Having stale cpu_power information can skew the load-balancing
decisions, this is cured by the guaranteed update.

Signed-off-by: Vincent Guittot <vincent.guittot@linaro.org>
Signed-off-by: Peter Zijlstra <a.p.zijlstra@chello.nl>
Link: http://lkml.kernel.org/r/1323717668-2143-1-git-send-email-vincent.guittot@linaro.org
---
 include/linux/sched.h |    1 +
 kernel/sched/fair.c   |   24 ++++++++++++++++--------
 2 files changed, 17 insertions(+), 8 deletions(-)

diff --git a/include/linux/sched.h b/include/linux/sched.h
index 0e19595..92313a3f 100644
--- a/include/linux/sched.h
+++ b/include/linux/sched.h
@@ -905,6 +905,7 @@ struct sched_group_power {
 	 * single CPU.
 	 */
 	unsigned int power, power_orig;
+	unsigned long next_update;
 	/*
 	 * Number of busy cpus in this group.
 	 */
diff --git a/kernel/sched/fair.c b/kernel/sched/fair.c
index 7c6414f..8e77a6b 100644
--- a/kernel/sched/fair.c
+++ b/kernel/sched/fair.c
@@ -215,6 +215,8 @@ calc_delta_mine(unsigned long delta_exec, unsigned long weight,
 
 const struct sched_class fair_sched_class;
 
+static unsigned long __read_mostly max_load_balance_interval = HZ/10;
+
 /**************************************************************
  * CFS operations on generic schedulable entities:
  */
@@ -3776,6 +3778,11 @@ void update_group_power(struct sched_domain *sd, int cpu)

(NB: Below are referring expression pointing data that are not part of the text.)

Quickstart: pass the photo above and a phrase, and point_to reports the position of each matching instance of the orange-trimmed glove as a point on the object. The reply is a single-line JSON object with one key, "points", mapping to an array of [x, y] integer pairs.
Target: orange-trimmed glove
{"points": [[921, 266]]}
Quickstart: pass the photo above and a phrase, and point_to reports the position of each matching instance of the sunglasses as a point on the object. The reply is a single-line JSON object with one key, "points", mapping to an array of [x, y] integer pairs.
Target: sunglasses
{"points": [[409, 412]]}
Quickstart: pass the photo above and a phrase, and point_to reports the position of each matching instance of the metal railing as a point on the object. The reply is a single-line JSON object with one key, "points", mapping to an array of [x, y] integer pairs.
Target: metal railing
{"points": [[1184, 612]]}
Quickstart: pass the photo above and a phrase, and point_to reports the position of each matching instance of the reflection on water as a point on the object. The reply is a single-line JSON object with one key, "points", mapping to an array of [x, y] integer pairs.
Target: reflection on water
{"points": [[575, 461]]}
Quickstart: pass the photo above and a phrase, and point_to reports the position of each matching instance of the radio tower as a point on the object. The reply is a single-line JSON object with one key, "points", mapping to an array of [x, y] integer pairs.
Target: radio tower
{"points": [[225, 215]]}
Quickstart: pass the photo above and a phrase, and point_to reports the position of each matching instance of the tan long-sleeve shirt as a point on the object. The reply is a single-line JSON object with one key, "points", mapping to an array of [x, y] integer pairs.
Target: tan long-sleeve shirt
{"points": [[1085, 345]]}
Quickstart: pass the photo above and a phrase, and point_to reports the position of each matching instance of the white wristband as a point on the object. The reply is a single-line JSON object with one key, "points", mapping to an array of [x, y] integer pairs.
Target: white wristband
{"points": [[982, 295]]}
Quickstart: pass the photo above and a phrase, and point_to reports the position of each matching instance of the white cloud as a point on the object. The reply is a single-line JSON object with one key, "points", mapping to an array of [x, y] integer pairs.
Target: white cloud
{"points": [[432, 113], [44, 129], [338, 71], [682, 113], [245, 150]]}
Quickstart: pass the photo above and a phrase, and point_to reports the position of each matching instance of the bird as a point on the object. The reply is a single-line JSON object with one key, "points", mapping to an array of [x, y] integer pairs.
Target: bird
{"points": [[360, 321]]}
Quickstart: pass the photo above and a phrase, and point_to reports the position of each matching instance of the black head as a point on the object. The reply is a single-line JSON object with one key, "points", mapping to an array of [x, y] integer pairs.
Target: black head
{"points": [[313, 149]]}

 	struct sched_domain *child = sd->child;
 	struct sched_group *group, *sdg = sd->groups;
 	unsigned long power;
+	unsigned long interval;
+
+	interval = msecs_to_jiffies(sd->balance_interval);
+	interval = clamp(interval, 1UL, max_load_balance_interval);
+	sdg->sgp->next_update = jiffies + interval;
 
 	if (!child) {
 		update_cpu_power(sd, cpu);
@@ -3883,12 +3890,15 @@ static inline void update_sg_lb_stats(struct sched_domain *sd,
 	 * domains. In the newly idle case, we will allow all the cpu's
 	 * to do the newly idle load balance.
 	 */
-	if (idle != CPU_NEWLY_IDLE && local_group) {
-		if (balance_cpu != this_cpu) {
-			*balance = 0;
-			return;
-		}
-		update_group_power(sd, this_cpu);
+	if (local_group) {
+		if (idle != CPU_NEWLY_IDLE) {
+			if (balance_cpu != this_cpu) {
+				*balance = 0;
+				return;
+			}
+			update_group_power(sd, this_cpu);
+		} else if (time_after_eq(jiffies, group->sgp->next_update))
+			update_group_power(sd, this_cpu);
 	}
 
 	/* Adjust by relative CPU power of the group */
@@ -4945,8 +4955,6 @@ static int __cpuinit sched_ilb_notifier(struct notifier_block *nfb,
 
 static DEFINE_SPINLOCK(balancing);
 
-static unsigned long __read_mostly max_load_balance_interval = HZ/10;
-
 /*
  * Scale the max load_balance interval with the number of CPUs in the system.
  * This trades load-balance latency on larger machines for less cross talk.